Reputation: 11
I have noticed that the number of mappers in a pig job doubles when I introduce a 'SPLIT' and a 'COGROUP' statement in the pig script after loading. Is this correct? Does anyone know why that happens?
I load a dataset using PigStorage:
A = LOAD 'test.csv' USING PigStorage;
cat test.csv
A 123
A 345
B 234
B 123
I then split the dataset into two relations using SPLIT (the result is the same using a filter). I then cogroup the two relations into one, and store it.
SPLIT A INTO AA IF $0 == 'A', AB IF $0 == 'B';
CG = COGROUP AA BY $1, AB BY $1;
STORE CG INTO 'cg' USING PigStorage();
When I do that, I can see from my (local) output the following lines:
Success!
Job Stats (time in seconds):
JobId Alias Feature Outputs
job_local_0001 A,AA,AB,CG COGROUP /test/cg,
Input(s):
Successfully read records from: "/test/test.csv"
Successfully read records from: "/test/test.csv"
Output(s): Successfully stored records in: "/test/cg"
so it looks like the data is read twice. Indeed, I can see that the number of mappers doubles on a cluster.

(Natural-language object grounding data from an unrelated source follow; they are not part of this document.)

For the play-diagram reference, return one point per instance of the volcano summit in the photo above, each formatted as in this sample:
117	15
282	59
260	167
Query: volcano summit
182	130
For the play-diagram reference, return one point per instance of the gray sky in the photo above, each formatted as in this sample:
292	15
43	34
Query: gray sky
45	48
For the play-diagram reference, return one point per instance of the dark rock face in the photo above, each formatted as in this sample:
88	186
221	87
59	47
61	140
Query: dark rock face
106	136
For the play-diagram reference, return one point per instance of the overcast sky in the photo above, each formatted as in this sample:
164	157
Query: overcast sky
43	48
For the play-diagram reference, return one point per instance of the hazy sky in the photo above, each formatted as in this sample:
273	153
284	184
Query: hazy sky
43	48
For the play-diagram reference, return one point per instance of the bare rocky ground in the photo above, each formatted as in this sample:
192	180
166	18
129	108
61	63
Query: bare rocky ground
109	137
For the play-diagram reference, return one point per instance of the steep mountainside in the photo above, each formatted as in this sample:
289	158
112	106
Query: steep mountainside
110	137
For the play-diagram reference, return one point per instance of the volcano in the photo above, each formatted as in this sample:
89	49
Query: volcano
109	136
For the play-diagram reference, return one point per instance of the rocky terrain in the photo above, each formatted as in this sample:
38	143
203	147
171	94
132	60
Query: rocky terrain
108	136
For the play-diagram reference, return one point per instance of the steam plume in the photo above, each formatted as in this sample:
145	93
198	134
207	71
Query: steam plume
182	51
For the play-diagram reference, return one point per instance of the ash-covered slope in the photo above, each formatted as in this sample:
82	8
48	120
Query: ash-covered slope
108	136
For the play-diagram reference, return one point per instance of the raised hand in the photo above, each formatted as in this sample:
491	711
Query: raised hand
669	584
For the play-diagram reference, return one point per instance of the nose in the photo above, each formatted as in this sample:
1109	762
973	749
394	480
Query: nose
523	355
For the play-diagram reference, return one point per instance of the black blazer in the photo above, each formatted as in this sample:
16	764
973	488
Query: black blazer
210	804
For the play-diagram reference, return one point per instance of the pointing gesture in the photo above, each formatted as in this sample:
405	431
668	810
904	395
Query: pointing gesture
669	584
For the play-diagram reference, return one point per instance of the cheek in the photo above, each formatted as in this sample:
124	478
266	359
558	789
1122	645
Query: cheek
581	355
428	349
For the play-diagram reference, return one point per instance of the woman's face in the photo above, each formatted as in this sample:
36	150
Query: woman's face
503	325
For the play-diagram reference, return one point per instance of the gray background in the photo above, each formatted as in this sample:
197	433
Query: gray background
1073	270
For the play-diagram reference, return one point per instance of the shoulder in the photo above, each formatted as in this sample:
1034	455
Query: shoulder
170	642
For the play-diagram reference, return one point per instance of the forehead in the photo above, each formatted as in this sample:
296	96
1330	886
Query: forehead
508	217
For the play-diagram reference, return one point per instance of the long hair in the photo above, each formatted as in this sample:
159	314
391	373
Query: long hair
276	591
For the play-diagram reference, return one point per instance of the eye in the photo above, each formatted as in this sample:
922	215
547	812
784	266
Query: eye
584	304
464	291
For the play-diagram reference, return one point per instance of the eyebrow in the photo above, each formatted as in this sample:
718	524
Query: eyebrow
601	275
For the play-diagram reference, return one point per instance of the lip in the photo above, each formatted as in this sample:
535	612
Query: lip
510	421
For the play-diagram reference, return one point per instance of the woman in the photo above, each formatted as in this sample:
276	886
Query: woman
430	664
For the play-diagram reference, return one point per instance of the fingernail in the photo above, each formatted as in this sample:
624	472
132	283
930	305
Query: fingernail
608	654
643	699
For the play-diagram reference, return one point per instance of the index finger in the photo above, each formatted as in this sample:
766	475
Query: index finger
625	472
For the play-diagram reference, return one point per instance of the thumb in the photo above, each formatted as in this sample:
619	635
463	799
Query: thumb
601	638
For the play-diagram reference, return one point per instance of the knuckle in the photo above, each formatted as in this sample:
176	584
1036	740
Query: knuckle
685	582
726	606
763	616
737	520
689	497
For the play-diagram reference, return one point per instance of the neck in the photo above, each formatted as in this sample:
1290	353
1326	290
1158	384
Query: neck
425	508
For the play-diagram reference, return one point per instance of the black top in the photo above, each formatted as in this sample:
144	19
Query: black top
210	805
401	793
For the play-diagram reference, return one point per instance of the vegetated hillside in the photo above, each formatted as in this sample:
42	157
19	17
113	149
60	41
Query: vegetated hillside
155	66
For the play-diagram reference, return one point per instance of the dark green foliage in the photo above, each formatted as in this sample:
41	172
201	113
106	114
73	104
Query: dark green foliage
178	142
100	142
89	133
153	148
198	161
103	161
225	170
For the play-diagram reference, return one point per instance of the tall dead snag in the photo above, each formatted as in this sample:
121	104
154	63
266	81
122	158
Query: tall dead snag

What causes this behaviour? Is there a way to avoid it, or does it have a good reason I am missing?
Upvotes: 1
Views: 286
Reputation: 9
This will avoid the double file reading
A = LOAD 'test.csv' USING PigStorage(',');
B = GROUP A by $1;
C = FOREACH B {
AA = FILTER A by $0 == 'A';
BB= FILTER A by $0 == 'B';
GENERATE FLATTEN($0), AA,BB;};
dump C;
Upvotes: 0
Reputation: 20826
It depends on how you use AA, AB and how you run the script.
dump AA; dump AB;
in the script or in the grunt, there will be two jobs.store AA into '...'; store AB into '...';
in the grunt, there will be two jobs too.However, if you write store AA into '...'; store AB into '...';
in the script and use Pig to run this script (not in the grunt), there will be only one job.
Upvotes: 0